A growing global obesity challenge
The worldwide prevalence of obesity has more than doubled over the past three decades, accompanied by sharp rises in weight-related conditions such as type 2 diabetes, cardiovascular disease, and several cancers. This escalating public health challenge places increasing strain on healthcare systems and national economies across the globe.
Against this backdrop, a new international study suggests that glucagon-like peptide-1 receptor agonists, commonly referred to as GLP-1 medications, could play a substantial role in addressing obesity and its related complications at scale. The analysis was co-led by investigators from Mass General Brigham and aimed to estimate how many adults worldwide might benefit from these medicines.
Large-scale global data analysis
Researchers from Mass General Brigham collaborated with colleagues at Washington University School of Medicine in St. Louis and Emory University’s Rollins School of Public Health to pool household health survey data from 99 countries, collected between 2008 and 2021.
The final dataset included 810,635 adults aged 25 to 64 years, selected based on the availability of key clinical measures, including:
- Body mass index
- Blood pressure
- Diabetes biomarkers
- Diagnostic history of hypertension and diabetes
Eligibility for GLP-1 treatment was defined using established clinical thresholds. Adults were considered eligible if they had:
- A BMI greater than 30, or
- A BMI greater than 27 in the presence of hypertension, diabetes, or both
One in four adults eligible worldwide
Using these criteria, the researchers found that 27 percent of adults globally would be eligible for GLP-1 medications for weight management. Notably, around four-fifths of eligible individuals lived in low- and middle-income countries, highlighting a potential mismatch between need and access.
Eligibility varied substantially by region:
- Europe and North America showed the highest rates at 42.8 percent
- The Pacific Islands followed closely at 41.0 percent
Differences were also observed across demographic groups:
- Women were more likely to be eligible than men, at 28.5 percent versus lower rates among men
- Older adults showed markedly higher eligibility at 38.3 percent, compared with 17.9 percent among younger adults
The findings were published as a research letter in The Lancet Diabetes & Endocrinology.

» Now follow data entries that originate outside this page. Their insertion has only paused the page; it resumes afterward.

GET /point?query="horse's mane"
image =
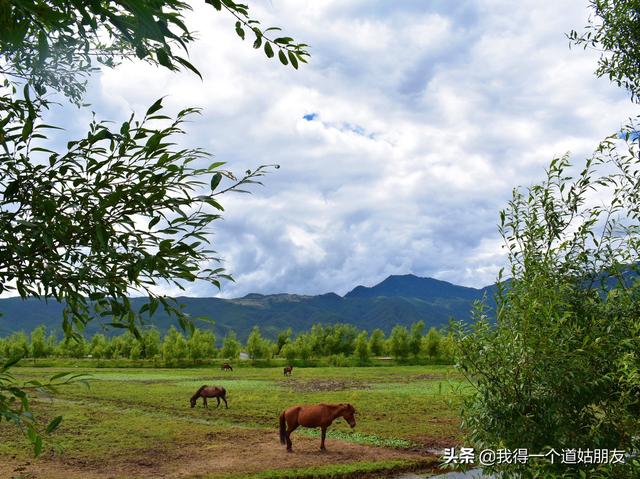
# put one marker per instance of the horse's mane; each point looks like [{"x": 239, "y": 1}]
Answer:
[{"x": 195, "y": 396}]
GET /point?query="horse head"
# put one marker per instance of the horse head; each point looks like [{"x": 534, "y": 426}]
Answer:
[{"x": 348, "y": 413}]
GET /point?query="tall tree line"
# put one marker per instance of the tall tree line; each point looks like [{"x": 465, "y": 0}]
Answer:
[{"x": 336, "y": 341}]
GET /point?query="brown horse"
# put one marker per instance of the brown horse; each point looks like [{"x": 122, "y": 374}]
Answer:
[
  {"x": 205, "y": 392},
  {"x": 320, "y": 415}
]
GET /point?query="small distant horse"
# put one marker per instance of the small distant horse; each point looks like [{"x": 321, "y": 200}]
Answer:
[
  {"x": 320, "y": 415},
  {"x": 205, "y": 392}
]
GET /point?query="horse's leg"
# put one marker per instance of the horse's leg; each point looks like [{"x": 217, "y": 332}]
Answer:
[
  {"x": 288, "y": 434},
  {"x": 324, "y": 434}
]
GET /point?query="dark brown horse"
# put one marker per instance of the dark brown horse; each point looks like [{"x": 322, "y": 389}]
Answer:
[
  {"x": 319, "y": 415},
  {"x": 205, "y": 392}
]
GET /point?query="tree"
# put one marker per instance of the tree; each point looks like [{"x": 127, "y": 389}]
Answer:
[
  {"x": 615, "y": 31},
  {"x": 201, "y": 345},
  {"x": 432, "y": 343},
  {"x": 257, "y": 346},
  {"x": 230, "y": 346},
  {"x": 283, "y": 338},
  {"x": 120, "y": 208},
  {"x": 151, "y": 343},
  {"x": 362, "y": 351},
  {"x": 565, "y": 349},
  {"x": 100, "y": 346},
  {"x": 376, "y": 342},
  {"x": 415, "y": 340},
  {"x": 174, "y": 347},
  {"x": 38, "y": 347},
  {"x": 399, "y": 342},
  {"x": 289, "y": 352}
]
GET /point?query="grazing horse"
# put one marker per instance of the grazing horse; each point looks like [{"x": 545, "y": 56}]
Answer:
[
  {"x": 205, "y": 392},
  {"x": 320, "y": 415}
]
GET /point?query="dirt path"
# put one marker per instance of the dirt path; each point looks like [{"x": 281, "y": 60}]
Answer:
[{"x": 222, "y": 453}]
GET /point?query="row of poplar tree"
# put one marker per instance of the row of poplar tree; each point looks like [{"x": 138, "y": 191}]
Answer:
[{"x": 336, "y": 342}]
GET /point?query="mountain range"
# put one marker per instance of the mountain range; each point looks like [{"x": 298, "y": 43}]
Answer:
[{"x": 400, "y": 299}]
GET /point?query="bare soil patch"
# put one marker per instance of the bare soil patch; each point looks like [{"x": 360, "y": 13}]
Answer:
[
  {"x": 322, "y": 385},
  {"x": 213, "y": 453}
]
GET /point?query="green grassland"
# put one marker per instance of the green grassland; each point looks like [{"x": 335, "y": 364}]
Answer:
[{"x": 126, "y": 413}]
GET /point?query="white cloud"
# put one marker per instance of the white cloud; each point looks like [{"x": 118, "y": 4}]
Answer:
[{"x": 427, "y": 115}]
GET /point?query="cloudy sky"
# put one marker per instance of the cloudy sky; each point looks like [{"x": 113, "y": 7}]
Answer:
[{"x": 398, "y": 143}]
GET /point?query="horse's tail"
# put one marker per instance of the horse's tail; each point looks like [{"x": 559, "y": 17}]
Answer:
[
  {"x": 283, "y": 436},
  {"x": 195, "y": 396}
]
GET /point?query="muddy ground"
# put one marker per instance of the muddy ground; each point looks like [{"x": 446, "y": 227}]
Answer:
[{"x": 217, "y": 454}]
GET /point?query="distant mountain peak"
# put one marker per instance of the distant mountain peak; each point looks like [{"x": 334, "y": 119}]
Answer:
[{"x": 410, "y": 285}]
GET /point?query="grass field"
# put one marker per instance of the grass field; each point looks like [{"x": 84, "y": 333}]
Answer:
[{"x": 133, "y": 423}]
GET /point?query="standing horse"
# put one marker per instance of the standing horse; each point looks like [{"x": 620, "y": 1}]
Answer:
[
  {"x": 320, "y": 415},
  {"x": 205, "y": 392}
]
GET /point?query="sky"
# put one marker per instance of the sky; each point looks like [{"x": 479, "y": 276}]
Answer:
[{"x": 398, "y": 143}]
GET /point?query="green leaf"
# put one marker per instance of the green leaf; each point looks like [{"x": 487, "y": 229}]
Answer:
[
  {"x": 155, "y": 107},
  {"x": 215, "y": 181},
  {"x": 293, "y": 59},
  {"x": 283, "y": 57},
  {"x": 268, "y": 50}
]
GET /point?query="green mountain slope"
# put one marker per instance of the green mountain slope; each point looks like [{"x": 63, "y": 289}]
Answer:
[{"x": 396, "y": 300}]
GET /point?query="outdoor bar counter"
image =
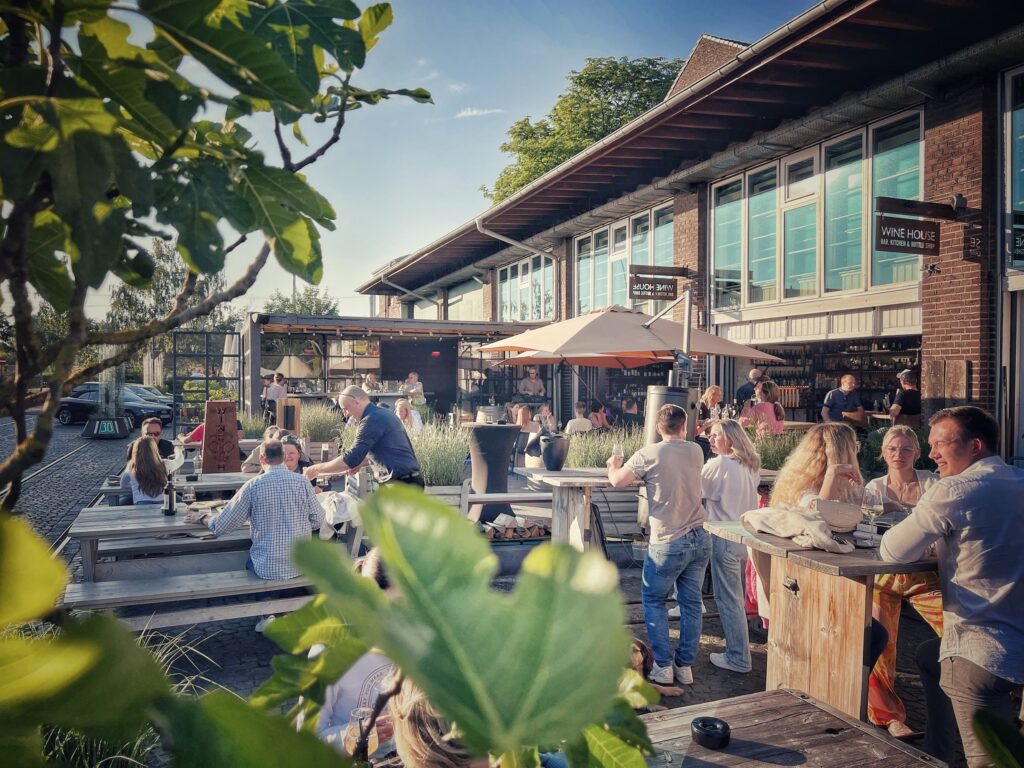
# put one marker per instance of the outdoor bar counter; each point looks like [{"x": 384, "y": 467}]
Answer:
[{"x": 820, "y": 615}]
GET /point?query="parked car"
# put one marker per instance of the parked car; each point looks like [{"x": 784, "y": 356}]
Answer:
[{"x": 75, "y": 410}]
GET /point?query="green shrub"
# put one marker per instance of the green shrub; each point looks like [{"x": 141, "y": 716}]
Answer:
[
  {"x": 322, "y": 423},
  {"x": 441, "y": 452},
  {"x": 253, "y": 426},
  {"x": 593, "y": 449}
]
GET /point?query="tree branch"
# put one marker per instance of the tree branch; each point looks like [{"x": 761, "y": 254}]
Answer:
[
  {"x": 286, "y": 154},
  {"x": 335, "y": 134}
]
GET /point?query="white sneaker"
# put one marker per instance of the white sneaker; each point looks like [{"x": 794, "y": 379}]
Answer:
[
  {"x": 722, "y": 663},
  {"x": 684, "y": 675},
  {"x": 660, "y": 675}
]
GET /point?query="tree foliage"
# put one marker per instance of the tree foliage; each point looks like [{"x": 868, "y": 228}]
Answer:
[
  {"x": 107, "y": 142},
  {"x": 307, "y": 301},
  {"x": 602, "y": 96}
]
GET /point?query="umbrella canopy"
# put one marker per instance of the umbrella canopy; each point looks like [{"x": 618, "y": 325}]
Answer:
[
  {"x": 594, "y": 360},
  {"x": 619, "y": 331}
]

Rethinking obesity through biology
Commenting on the findings, co-senior author Jennifer Manne-Goehler, MD, ScD, a physician at Brigham and Women’s Hospital and Mass General Brigham, highlighted the paradigm shift represented by GLP-1 therapies.
“There has never been such a potentially transformational and scalable tool for obesity, type 2 diabetes, and other health-related complications of obesity.”
She also reflected on the historical framing of obesity as a personal failing rather than a biologically driven disease.
“For so many decades, we told everyone the problem was you – you need to move more and eat less, then you will not struggle with this problem. GLP-1 receptor agonists have allowed us to really understand that biology is much more powerful than that, and ‘eat less, move more’ is just an oversimplified way to think about things.”
Global interest meets practical constraints
The potential of GLP-1 medicines has already been recognised by the World Health Organization, which is actively exploring ways to make these treatments more widely available as standard therapies. However, translating this promise into real-world impact depends on understanding the scale of need and addressing significant barriers to access.
Corresponding author Sang Gune K. Yoo, MD, who conducted the work while a research fellow in cardiology at Washington University School of Medicine, noted that the findings were consistent with global obesity trends.
“Given the steadily increasing prevalence of obesity, it is not surprising that our analysis found that more than one quarter of adults around the world may be eligible for this medication.”
He cautioned, however, that important questions remain unanswered.
“This medication has the potential to help many individuals, although further research is needed to better understand its long-term safety and sustainability. Access remains a major challenge as these medications are difficult to obtain in many settings. Most importantly, we must continue to invest in and develop effective non-pharmacological strategies for the prevention and treatment of obesity, an area where substantial gaps remain.”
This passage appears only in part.